За входом в терминал шла буферная зона, так же, как и взлетно-посадочная полоса, залитая бетоном и отгороженная двумя облупившимися полосатыми шлагбаумами, затем впритирку друг к другу примостились несколько приземистых, точно так же как и терминал, подозрительно напоминающих долговременные оборонительные сооружения, зданий неизвестного предназначения, возможно, ангаров, а еще дальше, судя по всему, начиналась часть аэродрома, отведенная исключительно для нужд киратских ВВС. С того места, где сейчас находился Осокин, была видна только очень небольшая ее часть, в частности площадка, на которой медленно вращал винтами длинный и узкий, явно военного предназначения, вертолет. Под надзором вездесущих солдат, маленькие грязные человечки прицепляли к его недоразвитым, коротким крыльям, блоки НУРСов. Над всем этим, словно всевидящее Око Саурона, возвышалась треугольная бетонная башня диспетчерской вышки.
Осокин свернул в противоположную сторону, туда, где на заваленной битым камнем и прочим мусором небольшой парковке, уныло жались друг к другу несколько разной степени раздолбанности автомобилей. Осокин покачал головой ему еще тогда, во время первого посещения Кирата, показалось удивительным, на чем же здесь могут зарабатывать таксисты, кому они предлагают свои услуги. При нынешнем туристическом трафике, наверное, если просто ходить вдоль дороги и искать там золотые монеты, и то можно заработать больше, чем вот так сидеть и дожидаться клиентов, которые, скорее всего, так никогда и не появятся.
Впрочем, вот он-то появился. Наверное, Краусс тоже скоро подойдет, при условии, конечно, что у него хватило мозгов ни во что не влезать и покинуть самолет прежде, чем тот лейтенант еще раз решит обратить на него внимание. Если усатый псих не врал насчет своих увлечений, какой-то опыт в подобных вещах, у него, по любому, иметься должен.
Навстречу выдвинулись сразу три киратца-водителя все, как на подбор с телосложением десятилетних детей, большую часть жизни просидевших в нацистском лагере смерти, и лицами глубоких стариков. Осокин брезгливо отдернулся от самого настойчивого, схватившего за рукав и лопотавшего что-то про лучшие цены и комфортную машину. В его тщательно составленном и, совсем недавно еще казалось, таком гладком, со всех сторон красивом плане, водителю отводилось далеко не последнее место а то, что он сейчас перед собой видел, устроить не могло совершенно ни с какой стороны.

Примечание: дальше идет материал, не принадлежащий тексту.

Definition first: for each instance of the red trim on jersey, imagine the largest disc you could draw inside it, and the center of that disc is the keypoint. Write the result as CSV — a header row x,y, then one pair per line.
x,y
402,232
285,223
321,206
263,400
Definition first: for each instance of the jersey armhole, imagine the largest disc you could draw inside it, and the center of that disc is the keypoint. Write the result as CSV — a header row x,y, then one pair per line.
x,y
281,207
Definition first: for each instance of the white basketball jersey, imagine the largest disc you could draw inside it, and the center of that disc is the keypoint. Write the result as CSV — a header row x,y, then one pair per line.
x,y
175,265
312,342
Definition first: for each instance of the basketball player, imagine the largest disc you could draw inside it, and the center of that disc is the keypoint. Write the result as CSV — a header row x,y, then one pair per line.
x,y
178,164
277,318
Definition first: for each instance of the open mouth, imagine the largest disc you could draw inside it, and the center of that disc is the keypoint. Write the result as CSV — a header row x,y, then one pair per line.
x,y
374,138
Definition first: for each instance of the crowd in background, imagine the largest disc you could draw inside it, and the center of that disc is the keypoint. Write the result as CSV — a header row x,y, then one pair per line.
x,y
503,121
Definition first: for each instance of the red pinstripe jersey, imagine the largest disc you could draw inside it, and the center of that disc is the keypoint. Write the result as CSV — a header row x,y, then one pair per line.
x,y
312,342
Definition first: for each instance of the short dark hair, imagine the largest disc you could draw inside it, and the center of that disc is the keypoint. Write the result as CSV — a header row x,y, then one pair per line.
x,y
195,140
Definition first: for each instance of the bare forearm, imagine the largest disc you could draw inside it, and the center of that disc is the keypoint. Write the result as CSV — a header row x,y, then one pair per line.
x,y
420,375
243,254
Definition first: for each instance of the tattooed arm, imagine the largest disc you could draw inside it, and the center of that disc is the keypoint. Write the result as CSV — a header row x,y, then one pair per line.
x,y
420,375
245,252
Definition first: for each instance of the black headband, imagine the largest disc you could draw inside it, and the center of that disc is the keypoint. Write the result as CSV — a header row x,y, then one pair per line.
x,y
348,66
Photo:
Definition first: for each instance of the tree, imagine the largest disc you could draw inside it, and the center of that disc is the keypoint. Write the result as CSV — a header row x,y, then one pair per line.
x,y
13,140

Осокин вновь вспомнил Краусса и в глубине сознания маленькой рыбкой с яркой серебряной чешуей мелькнула мысль, что, наверное, бросать Краусса в самолете не стоило надо было тащить его за собой. Тогда, возможно
Додумать он не успел.
Земля под ногами вдруг ожила и начала вставать на дыбы, как, если бы, где-то из самых ее недр вдруг наверх принялся прокапываться гигантский крот. Почти одновременно внутри головы надулся, а затем с оглушающей силой лопнул чудовищный, наполненный воздухом и кровью, пузырь, ударив изнутри по барабанным перепонкам с силой тысячетонного молота. Звуки окружающего мира исчезли, растворившись в ровном, клокочущем гуле, сквозь который редкими, но все же напоминающими о том, что он еще жив, ударами, пробивалась удары сердца.